Slightly off-topic, but I tend to highlight text as I read it, and I find it very annoying how they seem to automatically save the text snippet that you highlight whenever you highlight it. The progress bar constantly updates and it's quite distracting.
Good to know that I'm not the only one. And not only do I highlight the text, but I just keep clicking, highlighting and un-highlighting. So I'm probably really overloading their servers with the AJAX callbacks.
Out of curiosity, do you (and this question is open to other compulsive selectors) tend to play with things physically when you read as well? Eg. subconsciously pick up a nearby object and start playing with it.
(I do both, and I suspect they tend to go together)
Yeah I'm the same way. I'm a compulsive highlighter and I often find myself disassembling pens or mechanical pencils, or folding paper, or removing the plastic coating inside a bottlecap, or balancing my glasses on the tip of my finger...The people I spend time with in meetings must wonder if I'm actually paying attention.
Not while reading, but I'm notoriously bad when I'm on the phone...small objects all over my house and office are in a constant state of displacement because I pick them up and set them down somewhere else while on the phone.
I highlight to track my position, so it's easier to keep reading after I scroll.
Hmmm, scrolling is not ideal for reading (e.g the Kindle pages, I think). Problem = opportunity, so maybe one solution is a plugin that automatically adds pagination (not actual pages, just mark them with horizontal bars - I think easy enough to do in greasemonkey).
Every time you select something they post back to their server with details about the selection (including the article, location of your selection, referrer, etc)
That's already the case for AJAX requests in most browsers. The problem is that Tynt doesn't use AJAX for the communication (they can't, because they communicate with a domain other than the one serving the content). I'm guessing they use a hidden iframe instead.
Under Linux with Firefox and NoScript enabled. Right-click "Copy" does add the link. But just a "highlight" and "middle-button-paste" doesn't add the link.
NoScript warns me of an XSS attempt when I highlight the text though.
You also have to copy through the browser's clipboard interface, not the X11 selection. Presumably Javascript is capable of hooking the former, but not the latter.
Still doesn't work, even with using the Edit menu. I setup AdBlock to stop the NYT doing similar (as others have mentioned), and possibly it's blocking this one too.
I feel so isolated from the everyman. The web I see is not the web he sees.
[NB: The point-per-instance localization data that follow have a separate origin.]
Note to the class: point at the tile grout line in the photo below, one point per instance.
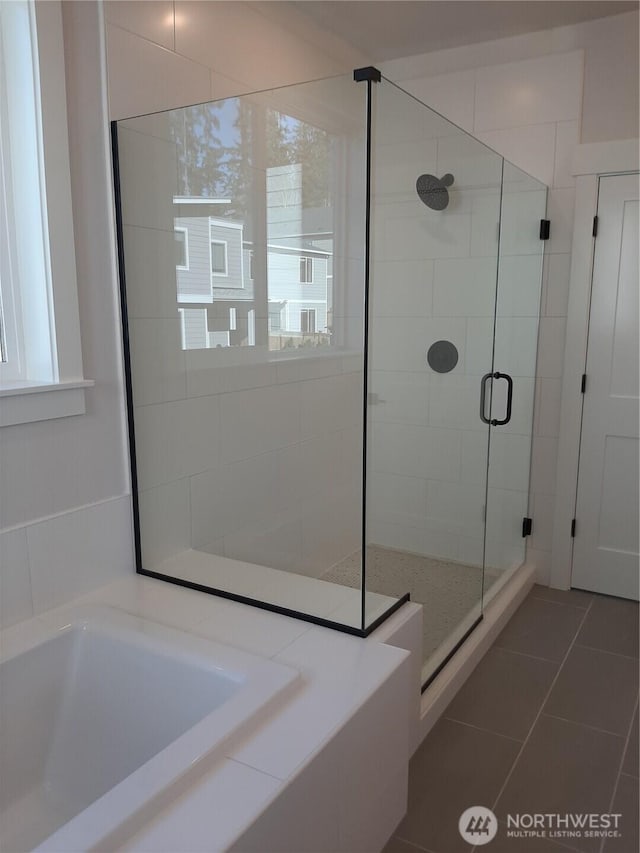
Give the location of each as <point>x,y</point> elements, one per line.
<point>542,704</point>
<point>620,766</point>
<point>481,729</point>
<point>561,603</point>
<point>410,844</point>
<point>606,652</point>
<point>526,654</point>
<point>583,725</point>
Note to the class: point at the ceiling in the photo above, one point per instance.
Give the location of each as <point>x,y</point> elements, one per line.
<point>389,29</point>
I'm using Seamonkey on Linux, with javascript on, and the page fully loaded. I've tried ctrl-c, right click/copy, and edit/copy from the toolbar. In all cases it copies normally with no link inserted.
Haven't bothered looking through the JS source, but it seems to be something bound to C-c. It only works for me on Linux when I use the main clipboard; highlight-and-middle-click doesn't do it.
That's an argument against the "helpful" little box that pops up when you select on NYTimes ... but that's not what this is about. This is silent (until you copy/paste anyway).
I can't speak for other browsers, but in Firefox there are some brief but distracting UI changes when you select text. It is a side-effect of the click tracking code they use.